THIS is a kitchen-sink drama with a nasty secret and a devil-like charmer right at it’s centre.

Think of those classic 1950s and 1960s British working-class films like A Taste of Honey, Saturday Night Sunday Morning with their small, drab rooms bursting with human passion and you get an idea of the feel.

In fact, the play is set in a small, half-decorated, impoverished kitchen and is about relationships in a family with no money. But the kitchen-sink, Love on the Dole inspiration only tells you half the story. It’s more like Dracula has accidentally found himself in Coronation Street and decided to cause mayhem. Young couple Chris and his pregnant wife, Dawn, are on the dole, but both want more. It’s a desperate situation until a sharp-suited stranger, the guest, offers Chris a well-paid job. What that job entails is the secret at the heart of the play.

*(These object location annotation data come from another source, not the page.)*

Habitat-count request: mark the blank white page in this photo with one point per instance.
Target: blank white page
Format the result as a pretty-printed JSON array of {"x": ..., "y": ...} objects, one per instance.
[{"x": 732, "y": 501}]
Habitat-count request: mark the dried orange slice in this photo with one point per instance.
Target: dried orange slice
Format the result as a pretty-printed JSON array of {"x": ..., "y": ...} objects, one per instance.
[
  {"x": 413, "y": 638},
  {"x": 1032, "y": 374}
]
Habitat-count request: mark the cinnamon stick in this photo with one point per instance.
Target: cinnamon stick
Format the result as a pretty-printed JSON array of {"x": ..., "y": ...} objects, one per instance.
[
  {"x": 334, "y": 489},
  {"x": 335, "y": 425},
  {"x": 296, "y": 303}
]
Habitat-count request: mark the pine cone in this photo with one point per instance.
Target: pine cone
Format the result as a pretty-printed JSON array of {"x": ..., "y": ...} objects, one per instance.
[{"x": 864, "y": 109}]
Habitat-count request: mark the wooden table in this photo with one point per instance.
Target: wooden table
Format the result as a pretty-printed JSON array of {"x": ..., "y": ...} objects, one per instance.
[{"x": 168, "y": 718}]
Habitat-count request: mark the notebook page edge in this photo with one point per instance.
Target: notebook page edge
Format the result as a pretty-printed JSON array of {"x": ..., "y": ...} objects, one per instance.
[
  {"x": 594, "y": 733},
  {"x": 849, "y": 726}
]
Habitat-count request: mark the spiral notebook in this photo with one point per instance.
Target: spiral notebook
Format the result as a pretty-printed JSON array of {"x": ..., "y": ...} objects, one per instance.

There’s only three hardworking, believable actors in what is an intense play. There are things to say about what people will do for love, for ambition, for escape and the anger that lies below the surface in hard-pressed families. The message was all the more powerful thanks to the actors’ local accents. No one in the audience, filling the small theatre on the top floor of the Arc, could have failed to know there were couples just like Chris and Dawn living a few minutes’ walk away.

A new piece of writing by Scott Young, the play was produced by Tees Valley theatre company OddManOut. It will be performed again tonight at Washington Arts Centre. Recommended.